La novità più antica

La pasta, per molti italiani, è irrinunciabile: anche al di là dello stereotipo del pacco di spaghetti in valigia ogni volta che si va all’estero o della ricerca ossessiva di improbabili trattorie italiane autentiche negli angoli più lontani e sperduti, sulla pastasciutta tendiamo a non amare discussioni o sperimentazioni. Negli ultimi anni, poi, è cresciuta la consapevolezza anche su questo importantissimo alimento, per cui in molti siamo disposti a spendere quella piccola differenza in più che ci garantisce la trafilatura in bronzo, l’essiccazione a freddo e la qualità delle farine, ma sempre rimanendo all’interno di una tradizione ben consolidata.

A fronte di tanto, e spesso giustificato, conservatorismo, non c’è da stupirsi se la più importante novità di questi anni venga da un’antichità molto remota: il grano Khorasan, che prende il suo nome da una regione della Persia, è infatti una delle varietà più antiche di questo cereale e, cosa più importante, non ha conosciuto quei processi di ibridazione e selezione che hanno reso il normale grano di oggi un vegetale assai diverso da quello dei nostri lontani progenitori. Il grano Khorasan, che tutti conosciamo con il nome commerciale di Kamut (marchio registrato), sembra infatti ben poco adeguato alle esigenze tipiche dell’agricoltura industriale: è poco adattabile, ha una resa abbastanza bassa e resiste poco agli attacchi di funghi e altre malattie. Però ha delle proprietà nutrizionali molto interessanti: è ricco di vitamina E (un importante antiossidante), ha molti più sali minerali del grano normale (in particolare selenio e magnesio), ha un indice glicemico più basso e una maggiore concentrazione di Omega-6, grassi polinsaturi di grande utilità per l’organismo. Inoltre, proprio per le peculiari caratteristiche del vegetale e per i rigidi controlli dell’azienda che ne detiene il marchio, il Kamut è sempre e solo un prodotto dell’agricoltura biologica: niente pesticidi, niente OGM, niente fertilizzanti chimici.

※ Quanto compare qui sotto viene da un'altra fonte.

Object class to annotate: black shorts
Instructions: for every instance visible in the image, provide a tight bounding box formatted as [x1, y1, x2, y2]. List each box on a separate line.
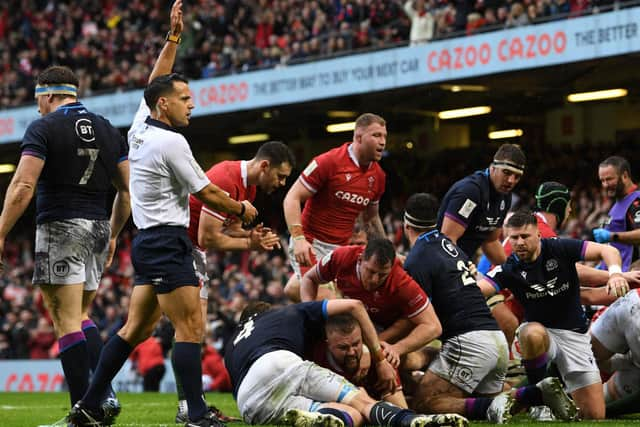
[131, 225, 199, 294]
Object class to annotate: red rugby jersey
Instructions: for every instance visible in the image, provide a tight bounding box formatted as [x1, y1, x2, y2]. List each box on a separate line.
[316, 246, 429, 328]
[188, 160, 256, 247]
[298, 143, 385, 245]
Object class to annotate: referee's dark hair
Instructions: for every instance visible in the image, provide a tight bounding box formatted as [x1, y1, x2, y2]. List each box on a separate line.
[493, 144, 527, 167]
[36, 65, 80, 98]
[600, 156, 631, 178]
[256, 141, 296, 169]
[363, 237, 396, 265]
[507, 210, 538, 228]
[144, 73, 189, 110]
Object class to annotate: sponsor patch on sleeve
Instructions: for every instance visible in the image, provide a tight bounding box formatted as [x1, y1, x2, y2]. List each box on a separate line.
[302, 160, 318, 176]
[458, 199, 478, 219]
[487, 265, 502, 279]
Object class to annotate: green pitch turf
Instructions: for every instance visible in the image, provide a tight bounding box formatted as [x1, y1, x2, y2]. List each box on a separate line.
[0, 393, 640, 427]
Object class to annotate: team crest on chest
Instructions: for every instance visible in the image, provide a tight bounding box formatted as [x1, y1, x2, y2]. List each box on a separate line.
[442, 239, 458, 258]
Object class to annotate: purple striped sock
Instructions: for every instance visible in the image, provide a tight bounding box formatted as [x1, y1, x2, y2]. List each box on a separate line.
[58, 331, 85, 353]
[82, 319, 97, 331]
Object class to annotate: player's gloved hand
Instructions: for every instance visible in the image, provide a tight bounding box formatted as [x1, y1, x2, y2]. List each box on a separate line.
[593, 228, 611, 243]
[467, 261, 478, 278]
[380, 341, 400, 369]
[375, 359, 396, 395]
[607, 273, 629, 297]
[240, 200, 258, 224]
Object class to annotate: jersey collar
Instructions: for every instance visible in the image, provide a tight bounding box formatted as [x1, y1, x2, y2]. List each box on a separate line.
[144, 116, 178, 132]
[56, 101, 84, 115]
[347, 142, 360, 167]
[418, 230, 440, 242]
[240, 160, 248, 188]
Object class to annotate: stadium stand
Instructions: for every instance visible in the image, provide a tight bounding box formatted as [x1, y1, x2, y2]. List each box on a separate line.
[0, 144, 640, 359]
[0, 0, 617, 108]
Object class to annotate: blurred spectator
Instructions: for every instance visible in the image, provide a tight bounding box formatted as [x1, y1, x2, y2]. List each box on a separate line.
[404, 0, 435, 46]
[202, 339, 231, 392]
[506, 2, 529, 28]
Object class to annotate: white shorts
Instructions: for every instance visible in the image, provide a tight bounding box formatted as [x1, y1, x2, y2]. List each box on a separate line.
[591, 289, 640, 367]
[429, 331, 509, 394]
[604, 367, 640, 403]
[191, 246, 209, 300]
[514, 323, 601, 393]
[33, 218, 111, 291]
[288, 238, 339, 280]
[236, 350, 359, 424]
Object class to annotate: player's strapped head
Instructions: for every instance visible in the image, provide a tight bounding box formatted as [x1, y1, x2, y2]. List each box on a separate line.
[491, 144, 527, 175]
[356, 113, 387, 129]
[144, 73, 189, 110]
[536, 181, 571, 225]
[324, 313, 360, 335]
[256, 141, 296, 169]
[363, 237, 396, 265]
[404, 193, 438, 231]
[600, 156, 631, 178]
[35, 65, 80, 98]
[506, 210, 538, 228]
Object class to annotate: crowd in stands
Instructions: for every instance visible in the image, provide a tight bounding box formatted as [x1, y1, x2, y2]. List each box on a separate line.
[0, 142, 640, 359]
[0, 0, 628, 108]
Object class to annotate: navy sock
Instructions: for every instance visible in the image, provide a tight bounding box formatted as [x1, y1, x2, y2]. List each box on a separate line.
[318, 408, 353, 427]
[369, 401, 416, 427]
[171, 342, 207, 421]
[464, 397, 493, 420]
[82, 319, 104, 372]
[58, 331, 89, 406]
[171, 338, 186, 400]
[515, 385, 543, 406]
[522, 353, 549, 385]
[82, 334, 133, 410]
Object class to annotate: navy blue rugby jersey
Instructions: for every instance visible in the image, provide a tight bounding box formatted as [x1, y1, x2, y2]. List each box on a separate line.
[20, 102, 129, 224]
[487, 238, 588, 333]
[224, 300, 328, 397]
[404, 230, 500, 340]
[438, 169, 511, 257]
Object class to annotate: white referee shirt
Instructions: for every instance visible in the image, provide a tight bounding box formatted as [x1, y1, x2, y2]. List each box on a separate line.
[127, 99, 209, 230]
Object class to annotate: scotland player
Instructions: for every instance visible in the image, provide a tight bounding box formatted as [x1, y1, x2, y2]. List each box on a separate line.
[0, 66, 130, 410]
[438, 144, 526, 264]
[478, 212, 628, 419]
[225, 299, 467, 427]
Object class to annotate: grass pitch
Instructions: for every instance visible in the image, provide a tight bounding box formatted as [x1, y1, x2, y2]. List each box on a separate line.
[0, 393, 640, 427]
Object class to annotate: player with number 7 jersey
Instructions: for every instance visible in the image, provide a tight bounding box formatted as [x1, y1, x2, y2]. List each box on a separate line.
[0, 66, 131, 412]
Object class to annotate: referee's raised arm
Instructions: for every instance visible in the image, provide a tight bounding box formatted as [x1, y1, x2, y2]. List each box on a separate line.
[147, 0, 184, 83]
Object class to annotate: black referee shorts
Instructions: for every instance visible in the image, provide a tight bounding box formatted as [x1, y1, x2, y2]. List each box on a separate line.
[131, 225, 199, 294]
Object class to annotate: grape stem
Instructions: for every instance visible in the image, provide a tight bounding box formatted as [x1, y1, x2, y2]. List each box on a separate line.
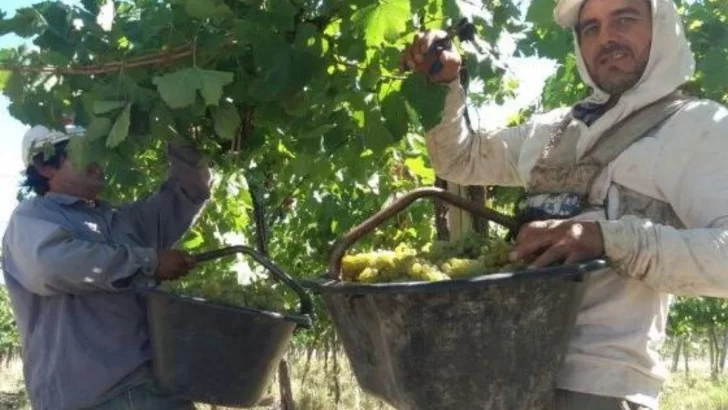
[329, 188, 519, 280]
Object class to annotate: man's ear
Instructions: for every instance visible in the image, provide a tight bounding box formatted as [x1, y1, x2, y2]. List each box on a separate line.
[33, 165, 58, 179]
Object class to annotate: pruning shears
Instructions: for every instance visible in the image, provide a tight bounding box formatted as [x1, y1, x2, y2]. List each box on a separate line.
[427, 18, 475, 76]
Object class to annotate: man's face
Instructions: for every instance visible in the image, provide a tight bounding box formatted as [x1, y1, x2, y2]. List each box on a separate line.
[42, 157, 106, 199]
[576, 0, 652, 96]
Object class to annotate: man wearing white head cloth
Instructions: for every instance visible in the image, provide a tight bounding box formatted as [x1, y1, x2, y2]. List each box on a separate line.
[403, 0, 728, 410]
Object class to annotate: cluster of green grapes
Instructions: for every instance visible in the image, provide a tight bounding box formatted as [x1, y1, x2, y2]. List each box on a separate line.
[341, 232, 522, 283]
[164, 275, 289, 313]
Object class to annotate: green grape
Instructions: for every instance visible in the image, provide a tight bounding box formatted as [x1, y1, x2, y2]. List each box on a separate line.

Insomma, spaghetti e penne di Kamut fanno bene. Ma sono anche buoni? Beh, ovviamente dipende in gran parte da come sono fatti: come con il grano tradizionale, la qualità della lavorazione è fondamentale, come in questo caso. Sicuro è che il Kamut Khorasan ha proprietà persino superiori al grano normale negli aspetti cruciali della tenuta di cottura e nella capacità di assorbire i sughi, grazie al suo alto tenore proteico. Quanto al sapore vero e proprio, è un po’ più dolce e delicato, il che significa che dà il suo meglio con sughi di pesce o di crostacei, o con delle buone verdure di stagione: per esempio, un buon tonno sott’olio, aggiunto all’ultimo momento in un fondo di olio, aglio, un pizzico di peperoncino e pomodori freschi; oppure un bel sugo ai peperoni con una bella spruzzata di prezzemolo fresco, per giocare su un intreccio di dolcezze che ci stupisce e ci delizia a ogni boccone. E in più, fa anche bene!